Ceux qui « ont lu Kant » ne sont jamais invités.
NIVELER PAR LE BAS
Au Québec, ceux qui sont capables de citer les grands philosophes sont boudés à Radio-Canada s’ils ne penchent pas du bon bord (voir le traitement réservé à mon collègue Mathieu BockCôté). Et dès qu’un invité ose utiliser des mots de plus de trois syllabes, il est ridiculisé.
De toute façon, imaginez un intello québécois invité à notre télévision d’État, par exemple, aux Échangistes : il se ferait poser des questions sur son gazon, ses chaussettes ou ses premiers amours.
Du côté d’ICI ARTV, j’avais de grands espoirs qu’une émission comme Pour emporter, avec France Beaudoin, qui commence aujourd’hui, serait l’occasion de rencontrer des personnages costauds, avec une réflexion en profondeur. Après tout, une entrevue d’une heure, c’est un luxe rare à la télé aujourd’hui.
Or, elle y recevra des invités qu’on voit déjà partout (comme Guy A. Lepage) ou dont on peine à comprendre la pertinence (comme le chroniqueur Louis T.).
DÉCEVANT
J’ai visionné les quatre premiers épisodes de cette nouvelle émission, et franchement, c’est décevant. Beaudoin est une excellente intervieweuse, attentive, à l’écoute. Mais on cherche le fil conducteur dans ces entrevues très axées sur les confidences.
Le thème est censé être les mots qui ont marqué les invités, mais les références aux livres se font en passant, sans qu’on approfondisse les oeuvres. Comme si on avait peur (ô scandale) de parler de littérature.

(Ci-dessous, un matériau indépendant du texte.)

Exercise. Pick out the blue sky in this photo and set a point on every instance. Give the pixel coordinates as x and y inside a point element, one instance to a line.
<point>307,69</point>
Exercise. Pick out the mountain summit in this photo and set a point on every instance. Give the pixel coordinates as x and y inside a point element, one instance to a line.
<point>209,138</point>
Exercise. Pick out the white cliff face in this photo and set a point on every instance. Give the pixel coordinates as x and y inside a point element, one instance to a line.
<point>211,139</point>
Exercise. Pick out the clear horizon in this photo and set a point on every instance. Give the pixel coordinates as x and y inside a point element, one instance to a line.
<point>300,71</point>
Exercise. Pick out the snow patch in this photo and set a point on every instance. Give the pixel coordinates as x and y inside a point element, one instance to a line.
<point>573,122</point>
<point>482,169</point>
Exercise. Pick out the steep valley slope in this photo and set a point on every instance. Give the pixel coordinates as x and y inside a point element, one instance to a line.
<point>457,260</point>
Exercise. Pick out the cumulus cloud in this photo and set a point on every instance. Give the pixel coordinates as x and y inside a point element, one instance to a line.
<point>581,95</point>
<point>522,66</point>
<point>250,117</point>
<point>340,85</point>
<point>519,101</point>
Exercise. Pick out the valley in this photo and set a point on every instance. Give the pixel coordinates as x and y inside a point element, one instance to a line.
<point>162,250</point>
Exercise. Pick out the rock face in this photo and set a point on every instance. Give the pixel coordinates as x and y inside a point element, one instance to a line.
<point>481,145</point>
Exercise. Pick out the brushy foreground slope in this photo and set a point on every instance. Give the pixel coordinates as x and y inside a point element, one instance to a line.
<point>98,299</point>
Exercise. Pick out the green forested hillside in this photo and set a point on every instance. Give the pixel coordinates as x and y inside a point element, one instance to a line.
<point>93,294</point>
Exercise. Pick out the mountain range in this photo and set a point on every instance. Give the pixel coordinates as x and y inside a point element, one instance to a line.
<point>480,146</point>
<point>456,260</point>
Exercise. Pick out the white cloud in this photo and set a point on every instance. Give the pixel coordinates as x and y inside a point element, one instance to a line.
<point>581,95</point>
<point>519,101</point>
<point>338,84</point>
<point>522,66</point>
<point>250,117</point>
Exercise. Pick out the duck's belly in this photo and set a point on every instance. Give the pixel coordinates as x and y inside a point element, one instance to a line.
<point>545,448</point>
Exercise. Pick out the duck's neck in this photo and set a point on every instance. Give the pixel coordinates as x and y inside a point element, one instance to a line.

On effleure le sujet pour vite aller vers les confidences sur la vie intime de l’invité.
On apprend, par exemple, que Serge Denoncourt n’aime pas se réveiller avec un amant qui « pue de la gueule », ou que, lorsque Patrick Lagacé se fait traiter de « pas bon », ça lui permet de garder les pieds sur terre et de ne pas devenir trop « narcissique » (sic).
Il faut attendre l’entrevue avec Frédéric Lenoir (qui a lu Kant, lui) pour avoir un peu de profondeur.
Pourquoi a-t-on si peur des grands esprits au Québec? Pourquoi n’y a-t-il pas plus de grands plateaux avec des historiens, des philosophes, des scientifiques, des chercheurs, des essayistes? On a fait la révolution (tranquille) pour se doter d’une élite intellectuelle « canadienne-française ».
Mais aujourd’hui, on la méprise… ou on la cache.
Au Québec, ceux qui sont capables de citer les grands philosophes sont boudés à Radio-Canada s’ils ne penchent pas du bon bord.